What drug(s) may interact with levonorgestrel in this emergency contraceptive kit?

The following medications could potentially make the Plan-B kit less effective at preventing pregnancy:

  • antibiotics or medicines for infections
  • aprepitant, a medicine used for chemotherapy-induced nausea and vomiting
  • barbiturate medicines for producing sleep or treating seizures (convulsions), like phenobarbital
  • bosentan
  • carbamazepine
  • griseofulvin
  • modafinil
  • oxcarbazepine
  • phenytoin
  • rifabutin
  • rifampin
  • rifapentine
  • ritonavir
  • St. John's wort
  • topiramate
  • troglitazone or pioglitazone
  • warfarin

Tell your prescriber or health care professional about all other medicines you are taking, including non-prescription medicines, nutritional supplements, or herbal products. Also tell your prescriber or health care professional if you are a frequent user of drinks with caffeine or alcohol, if you smoke, or if you use illegal drugs. These may affect the way your medicine works. Check before stopping or starting any of your medicines.

What side effects may I notice from taking levonorgestrel in the emergency contraceptive kit?

Severe side effects are relatively rare in women who are healthy and do not smoke while they are taking levonorgestrel emergency contraceptives. On average, more women have problems due to complications from getting pregnant than have problems with oral contraceptives. However, the potential for severe side effects may exist and you may want to discuss these with your health care provider.

The following are common side effects with the Plan-B emergency contraceptive kit:

If you are taking this medicine for emergency prevention of pregnancy, it is common to have nausea, headache, abdominal pain or cramping, breast tenderness and dizziness. You may vomit. If you throw-up within 1 hour of taking your dose, you will need to contact your health care professional for instructions. If any of the other side effects are severe or continue, contact your health care professional. After you finish your prescription, it is common for you to have changes in your next period, or to have spotting. If you do not get a period within 21 days of taking your prescription, you should see your health care professional and get a pregnancy test.

What should I watch for while taking levonorgestrel emergency contraceptive kit?

Visit your prescriber or health care provider for regular checks on your progress. You should have a complete check-up every 6 to 12 months. If you have any unusual vaginal bleeding contact your doctor or health care provider for advice. If you miss a period, the possibility of pregnancy must be considered.

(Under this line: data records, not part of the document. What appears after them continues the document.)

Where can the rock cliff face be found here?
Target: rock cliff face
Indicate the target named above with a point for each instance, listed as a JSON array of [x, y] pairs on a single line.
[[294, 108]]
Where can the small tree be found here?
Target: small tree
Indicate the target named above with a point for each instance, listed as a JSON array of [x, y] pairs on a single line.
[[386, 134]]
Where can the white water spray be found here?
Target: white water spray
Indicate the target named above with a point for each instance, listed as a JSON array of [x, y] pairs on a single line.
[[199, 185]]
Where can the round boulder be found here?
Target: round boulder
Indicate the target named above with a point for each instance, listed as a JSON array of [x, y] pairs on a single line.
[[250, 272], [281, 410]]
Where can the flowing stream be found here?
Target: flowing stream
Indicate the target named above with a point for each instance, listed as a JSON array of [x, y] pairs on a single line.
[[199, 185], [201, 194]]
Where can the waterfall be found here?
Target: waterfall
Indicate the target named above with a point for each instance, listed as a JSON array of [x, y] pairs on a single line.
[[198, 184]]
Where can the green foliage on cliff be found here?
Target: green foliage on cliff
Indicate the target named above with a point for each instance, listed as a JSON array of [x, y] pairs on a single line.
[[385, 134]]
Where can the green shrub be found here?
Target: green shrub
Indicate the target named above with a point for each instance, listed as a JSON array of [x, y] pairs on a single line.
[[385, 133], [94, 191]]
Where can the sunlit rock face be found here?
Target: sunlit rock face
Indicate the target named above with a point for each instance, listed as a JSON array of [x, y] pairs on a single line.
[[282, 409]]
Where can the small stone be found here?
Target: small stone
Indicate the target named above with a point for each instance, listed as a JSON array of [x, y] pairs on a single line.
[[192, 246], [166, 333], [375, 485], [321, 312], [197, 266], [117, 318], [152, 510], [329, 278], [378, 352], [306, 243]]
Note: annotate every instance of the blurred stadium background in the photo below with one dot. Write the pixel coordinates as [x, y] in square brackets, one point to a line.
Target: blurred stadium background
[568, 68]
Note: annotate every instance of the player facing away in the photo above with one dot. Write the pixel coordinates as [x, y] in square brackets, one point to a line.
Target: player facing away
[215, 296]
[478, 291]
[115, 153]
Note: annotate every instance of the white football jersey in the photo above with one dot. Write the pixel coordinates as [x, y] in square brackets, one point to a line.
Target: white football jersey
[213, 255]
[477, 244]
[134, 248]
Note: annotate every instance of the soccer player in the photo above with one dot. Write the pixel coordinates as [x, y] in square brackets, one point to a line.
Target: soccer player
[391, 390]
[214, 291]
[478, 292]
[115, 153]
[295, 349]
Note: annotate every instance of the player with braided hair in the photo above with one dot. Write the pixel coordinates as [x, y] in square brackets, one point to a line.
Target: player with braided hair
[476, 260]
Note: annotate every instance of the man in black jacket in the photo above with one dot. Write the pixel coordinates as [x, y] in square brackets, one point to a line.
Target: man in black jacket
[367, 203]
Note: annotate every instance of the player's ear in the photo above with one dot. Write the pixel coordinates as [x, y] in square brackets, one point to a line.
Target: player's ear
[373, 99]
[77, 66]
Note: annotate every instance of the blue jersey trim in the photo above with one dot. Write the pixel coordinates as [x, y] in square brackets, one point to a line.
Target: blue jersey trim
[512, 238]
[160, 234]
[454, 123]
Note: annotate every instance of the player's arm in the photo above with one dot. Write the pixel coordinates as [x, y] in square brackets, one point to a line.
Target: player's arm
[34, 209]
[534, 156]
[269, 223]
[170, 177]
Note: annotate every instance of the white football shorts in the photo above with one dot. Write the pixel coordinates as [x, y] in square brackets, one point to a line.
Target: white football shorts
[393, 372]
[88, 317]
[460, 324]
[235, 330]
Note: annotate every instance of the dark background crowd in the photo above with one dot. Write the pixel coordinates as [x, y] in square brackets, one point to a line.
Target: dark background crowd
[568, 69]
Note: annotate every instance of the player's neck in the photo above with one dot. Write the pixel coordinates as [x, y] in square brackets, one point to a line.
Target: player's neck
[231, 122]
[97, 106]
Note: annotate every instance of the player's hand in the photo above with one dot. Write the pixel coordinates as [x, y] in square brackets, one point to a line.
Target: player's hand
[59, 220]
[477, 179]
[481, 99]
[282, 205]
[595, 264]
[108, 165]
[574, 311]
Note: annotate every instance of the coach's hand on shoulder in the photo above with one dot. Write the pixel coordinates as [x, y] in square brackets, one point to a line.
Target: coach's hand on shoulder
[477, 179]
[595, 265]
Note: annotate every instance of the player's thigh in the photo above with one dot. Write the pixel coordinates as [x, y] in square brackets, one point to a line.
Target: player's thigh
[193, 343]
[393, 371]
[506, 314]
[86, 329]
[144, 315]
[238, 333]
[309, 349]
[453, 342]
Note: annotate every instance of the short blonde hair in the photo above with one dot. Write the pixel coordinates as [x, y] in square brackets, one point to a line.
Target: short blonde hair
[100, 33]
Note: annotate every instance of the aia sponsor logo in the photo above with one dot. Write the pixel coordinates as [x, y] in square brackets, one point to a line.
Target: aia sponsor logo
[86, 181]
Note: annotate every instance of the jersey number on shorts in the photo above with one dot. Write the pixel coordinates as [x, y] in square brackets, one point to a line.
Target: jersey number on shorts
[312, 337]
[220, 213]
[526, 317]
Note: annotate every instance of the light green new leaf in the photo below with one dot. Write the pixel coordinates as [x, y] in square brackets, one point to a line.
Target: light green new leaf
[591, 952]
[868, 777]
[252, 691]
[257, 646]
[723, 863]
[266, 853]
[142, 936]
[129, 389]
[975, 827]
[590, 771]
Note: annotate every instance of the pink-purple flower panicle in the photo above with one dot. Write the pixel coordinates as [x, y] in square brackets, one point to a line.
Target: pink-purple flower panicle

See your prescriber or health care professional as soon as you can.

Tobacco smoking may increase the risk of getting a blood clot or having a stroke while you are taking oral contraceptives, especially if you are more than 35 years old. You are strongly advised not to smoke.

Taking contraceptive pills does not protect you against HIV infection (AIDS) or any other sexually transmitted diseases.

Where can I keep my medicine?

Keep out of the reach of children.

Store at room temperature between 15 and 30 °C (59 and 86 °F). Keep container tightly closed. Throw away any unused medicine after the expiration date.


(Note: The above information is not intended to replace the advice of your physician, pharmacist, or other healthcare professional. It is not meant to indicate that the use of the product is safe, appropriate, or effective for you.)